Anthony Paul Kennedy Shriver (born July 20, 1965) is an American activist for people with intellectual disabilities. In 1989, he founded Best Buddies International, an international organization that helps people with intellectual disabilities to find employment and social opportunities. Through his mother, he is a nephew of World War II casualty Joseph P. Kennedy Jr., President John F. Kennedy, Senator Robert F. Kennedy, and Senator Ted Kennedy.

==Early life and education==
Anthony Shriver was born in Boston, Massachusetts, to Eunice Kennedy Shriver and Sargent Shriver, Jr. His mother is the founder of Special Olympics and his father is a founding director of the Peace Corps.

He graduated from the Georgetown Preparatory School in 1984. He then attended Brown University before transferring to Georgetown University in Washington, D.C., from which he graduated in 1988 with a double major in theology and history.

==Career==
Shriver is the founder and chairman of Best Buddies International a nonprofit 501(c)(3) organization which he created in 1989. Best Buddies is a nonprofit organization that provides adults and children with intellectual and developmental disabilities social inclusion and job opportunities. He has been able to get the organization to spread throughout the world and it has over 1500 chapters today. Shriver spoke in 2008 about the all-inclusive nature of the program:
"The great thing about Best Buddies is there's something for everybody. You can be a volunteer in some shape, form or fashion, whether you're volunteering to get your kids involved, whether your son or daughter is involved in their school program, whether you want to be a mentor yourself as an adult, whether you want to get an online Buddy, whether you're an employer and want to hire someone with a disability to work in your office—if you've got any sense of motivation and determination and want to give back, there's a role for you at Best Buddies, which I think is pretty unique. Even in Special Olympics, for most people, you can be a coach or a spectator, but you're not going to run the 50-yard dash. In Best Buddies, you're running the 50-yard dash with your Buddy. People get a different level of experience by participating, as opposed to writing a check, though that's important, too. But beyond writing checks, we need people to get involved and give their time."

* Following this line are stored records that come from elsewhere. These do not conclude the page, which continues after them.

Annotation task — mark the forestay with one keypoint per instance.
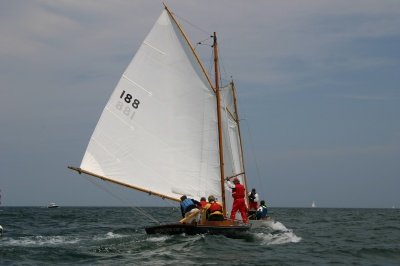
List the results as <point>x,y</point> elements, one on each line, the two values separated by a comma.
<point>158,130</point>
<point>233,158</point>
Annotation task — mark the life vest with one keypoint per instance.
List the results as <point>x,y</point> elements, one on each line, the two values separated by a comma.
<point>187,205</point>
<point>203,203</point>
<point>215,207</point>
<point>238,191</point>
<point>262,212</point>
<point>252,197</point>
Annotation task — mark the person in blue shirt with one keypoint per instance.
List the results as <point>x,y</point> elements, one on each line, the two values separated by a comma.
<point>262,211</point>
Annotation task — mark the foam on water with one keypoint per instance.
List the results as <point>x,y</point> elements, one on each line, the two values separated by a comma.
<point>158,238</point>
<point>41,241</point>
<point>279,235</point>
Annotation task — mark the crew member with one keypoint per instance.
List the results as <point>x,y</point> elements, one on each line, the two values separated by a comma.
<point>203,202</point>
<point>214,210</point>
<point>253,200</point>
<point>262,211</point>
<point>189,206</point>
<point>238,194</point>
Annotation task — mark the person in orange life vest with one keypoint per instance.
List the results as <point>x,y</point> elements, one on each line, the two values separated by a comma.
<point>253,200</point>
<point>188,206</point>
<point>203,202</point>
<point>214,211</point>
<point>239,203</point>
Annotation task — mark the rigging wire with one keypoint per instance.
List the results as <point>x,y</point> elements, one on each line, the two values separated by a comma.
<point>139,210</point>
<point>193,25</point>
<point>253,151</point>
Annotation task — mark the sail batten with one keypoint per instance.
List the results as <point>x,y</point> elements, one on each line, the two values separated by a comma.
<point>79,170</point>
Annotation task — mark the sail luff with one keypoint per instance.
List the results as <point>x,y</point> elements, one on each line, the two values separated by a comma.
<point>220,142</point>
<point>80,170</point>
<point>190,45</point>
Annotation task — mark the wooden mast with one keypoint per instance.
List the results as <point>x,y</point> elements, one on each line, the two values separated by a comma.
<point>220,141</point>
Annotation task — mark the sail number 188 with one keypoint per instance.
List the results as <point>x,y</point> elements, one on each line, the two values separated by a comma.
<point>128,98</point>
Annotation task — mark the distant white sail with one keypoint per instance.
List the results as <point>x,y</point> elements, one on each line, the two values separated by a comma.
<point>158,130</point>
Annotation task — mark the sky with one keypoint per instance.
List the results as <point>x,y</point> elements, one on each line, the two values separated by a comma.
<point>318,86</point>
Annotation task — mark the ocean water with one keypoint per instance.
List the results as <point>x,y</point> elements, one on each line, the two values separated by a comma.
<point>116,236</point>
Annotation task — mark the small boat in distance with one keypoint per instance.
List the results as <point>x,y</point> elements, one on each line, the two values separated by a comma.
<point>52,205</point>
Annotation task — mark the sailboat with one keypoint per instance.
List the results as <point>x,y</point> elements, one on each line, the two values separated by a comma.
<point>169,130</point>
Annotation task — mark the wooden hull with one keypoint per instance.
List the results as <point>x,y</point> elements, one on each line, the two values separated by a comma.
<point>227,229</point>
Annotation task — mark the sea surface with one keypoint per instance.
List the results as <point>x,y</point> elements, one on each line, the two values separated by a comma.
<point>116,236</point>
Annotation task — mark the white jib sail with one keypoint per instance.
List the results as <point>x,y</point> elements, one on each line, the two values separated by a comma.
<point>158,130</point>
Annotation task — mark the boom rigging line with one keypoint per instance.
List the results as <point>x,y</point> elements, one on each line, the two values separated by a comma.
<point>123,201</point>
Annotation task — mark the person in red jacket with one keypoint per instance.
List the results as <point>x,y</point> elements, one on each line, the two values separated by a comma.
<point>239,203</point>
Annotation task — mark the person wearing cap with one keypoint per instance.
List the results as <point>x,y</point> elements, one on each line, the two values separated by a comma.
<point>189,206</point>
<point>239,203</point>
<point>253,200</point>
<point>214,211</point>
<point>262,211</point>
<point>203,202</point>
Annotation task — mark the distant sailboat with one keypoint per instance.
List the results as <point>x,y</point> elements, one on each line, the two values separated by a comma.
<point>52,205</point>
<point>168,130</point>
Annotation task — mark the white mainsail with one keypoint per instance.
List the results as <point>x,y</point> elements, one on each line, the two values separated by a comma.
<point>158,130</point>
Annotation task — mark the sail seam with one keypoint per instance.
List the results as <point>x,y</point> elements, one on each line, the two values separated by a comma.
<point>127,124</point>
<point>137,85</point>
<point>158,50</point>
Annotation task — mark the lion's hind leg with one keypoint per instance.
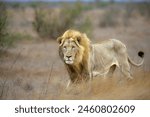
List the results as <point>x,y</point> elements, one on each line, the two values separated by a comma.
<point>111,70</point>
<point>125,69</point>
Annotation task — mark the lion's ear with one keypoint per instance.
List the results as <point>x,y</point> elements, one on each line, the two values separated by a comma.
<point>79,39</point>
<point>59,40</point>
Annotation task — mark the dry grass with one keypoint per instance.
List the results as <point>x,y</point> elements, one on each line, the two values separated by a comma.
<point>33,69</point>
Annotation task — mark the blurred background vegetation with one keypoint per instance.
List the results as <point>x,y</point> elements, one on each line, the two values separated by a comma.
<point>51,19</point>
<point>30,67</point>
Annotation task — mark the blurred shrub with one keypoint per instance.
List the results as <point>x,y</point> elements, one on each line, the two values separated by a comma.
<point>109,18</point>
<point>144,9</point>
<point>3,22</point>
<point>51,23</point>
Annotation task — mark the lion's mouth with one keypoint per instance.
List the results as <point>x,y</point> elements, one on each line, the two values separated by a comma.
<point>69,62</point>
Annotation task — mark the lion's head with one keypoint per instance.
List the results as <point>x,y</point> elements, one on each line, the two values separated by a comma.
<point>73,47</point>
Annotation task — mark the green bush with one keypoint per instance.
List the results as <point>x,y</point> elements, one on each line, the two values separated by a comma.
<point>50,23</point>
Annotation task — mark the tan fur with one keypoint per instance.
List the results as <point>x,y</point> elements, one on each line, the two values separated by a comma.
<point>89,60</point>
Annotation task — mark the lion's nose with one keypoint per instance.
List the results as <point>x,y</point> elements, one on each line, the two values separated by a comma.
<point>68,57</point>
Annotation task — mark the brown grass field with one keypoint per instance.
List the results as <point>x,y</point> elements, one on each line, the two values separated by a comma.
<point>32,68</point>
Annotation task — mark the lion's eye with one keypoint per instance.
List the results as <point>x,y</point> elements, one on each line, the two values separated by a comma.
<point>64,47</point>
<point>73,47</point>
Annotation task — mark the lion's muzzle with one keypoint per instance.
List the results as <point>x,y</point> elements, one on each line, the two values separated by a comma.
<point>68,59</point>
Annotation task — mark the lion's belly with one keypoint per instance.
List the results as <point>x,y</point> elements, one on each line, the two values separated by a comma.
<point>103,57</point>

Best Buddies has grown internationally across six continents and 54 countries as a global volunteer movement creating opportunities for one-to-one friendships, integrated employment and leadership development for people with intellectual and developmental disabilities.

In 2017, the Boston Globe uncovered that donations from Best Buddies had been given to Tom Brady's personal charity. "Since 2011, while Brady has served as the face of its signature Massachusetts fund-raiser and helped it raise nearly $20 million, Best Buddies has paid $2.75 million to Brady's own charitable trust and has pledged to grant the organization an additional $500,000 in 2017--a total of $3.25 million.". In 2017, Boston Globe journalists were denied access to the annual Hyannis Port Challenge at Harvard university, Best Buddies later apologized for the incident.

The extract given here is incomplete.